Anyway, back in the late aughts, our Humanities acquisitions editor at the time was talking to one of our art history authors at a dinner party, and he was telling her about the marvelous weekend he had just spent at the shore with his great friend Maurice Sendak. The editor quickly asked the author if he knew about the book we published about Sendak's work, and he said yes, both he and Maurice loved the book. She then mentioned that we were trying to bring it back into print, but the cost of repermissioning the HarperCollins’ illustrations was preventing that. The author listened and promised to bring it up with Maurice.

About a week later, our Director at that time got a call from the rights department at HarperCollins informing him that Mr. Sendak had asked that we be allowed to use any of his illustrations from HarperCollins books free of charge, and that was what they were calling to let us know.

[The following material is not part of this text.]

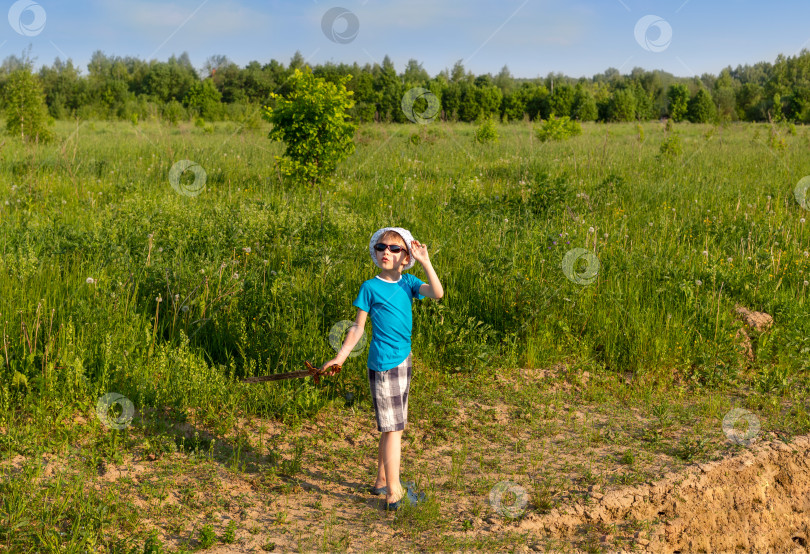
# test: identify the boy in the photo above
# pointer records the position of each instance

Because of this, a new edition of the book will be published, for the first time in paperback, in the coming months.

So as a case study I suppose there are a number of things we can learn. There are a shameful number of illustrated books that have gone out of print, and the sole reason those books are out of print is the supposition that subsequent printings yield mostly profits for the publishers. That is not the case for not-for-profit publishers. We have zero profits and instead, typically we have deficits. But for authors the lessons take a different tack. Those might instead include: If at first you don’t succeed, keep trying, networks can be a powerful ally in securing permissions, and even serendipity can have a role to play.

Speaking of serendipity, a few months ago I found myself going through the old marketing file for the Sendak book, and it was there I came across this letter. It was written by one of my predecessors and in the letter she's asking Mr. Sendak about just what we can do with some of the illustrations. Again we find ample evidence of Mr. Sendak's generosity and kindness. But the best part is at the end, where Kate Capps, the marketing manager here at the time, tells Mr. Sendak what his work has meant to her, and there in his own hand, Maurice replies with a "Thank you", and then politely asks to order one of our books on photography. To see his writing in one of my silly little files caused me to pause.

If the letter were written to me, I can't guarantee that the original letter would still be in the marketing file. Thanks Kate Capps, wherever you are. You just made my day.